Virtualisation of firewalls, however, is not an entirely new topic in the field of network security. For some years now, carriers, Internet service providers (ISPs), hosting and managed security providers (MSSPs) have been virtualising traditional network firewalls for their customers. They primarily used larger, redundant cluster firewall systems being shared by several end customers. Each customer could thus use its own, virtual firewall with appropriately separated configuration capabilities. It delivered savings in terms of hardware and software licenses and enabled providers to offer its customers cost-effective and high-available firewall services.

Unlike then, virtualisation today is not restricted to traditional inspection firewalling alone. Today, all the other UTM security functions can be virtualised. At the touch of a button, these features can be set up within a virtual firewall. And even the operating modus can be combined as required. One virtual firewall can, for example, run in the NAT/route modus, while the second operates in the transparent modus (layer2). Firewall, IPS, and antivirus functions can be run on the first instance, and on the second layer a pure web filter.

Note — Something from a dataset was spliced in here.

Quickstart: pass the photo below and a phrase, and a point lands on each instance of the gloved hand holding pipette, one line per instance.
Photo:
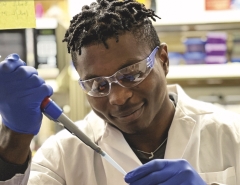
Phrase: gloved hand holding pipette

A growing number of companies are now deploying virtualisation capabilities. In increasingly complex enterprise networks, they find the necessary flexibility, in particular with virtualisation of complete firewall functions or in the virtualisation of network interfaces. Companies with multiple sites or different, clearly separated business units or departments are progressively relying on virtualisation. The administration can be delegated to various administrators who see and manage only their own virtual firewall.

In the future, hardly any firewalls will be purchased without virtualisation and UTM functionality. The growing demand for security functions, increasingly complex networks, and the pressure for companies to be cost-efficient speak for themselves.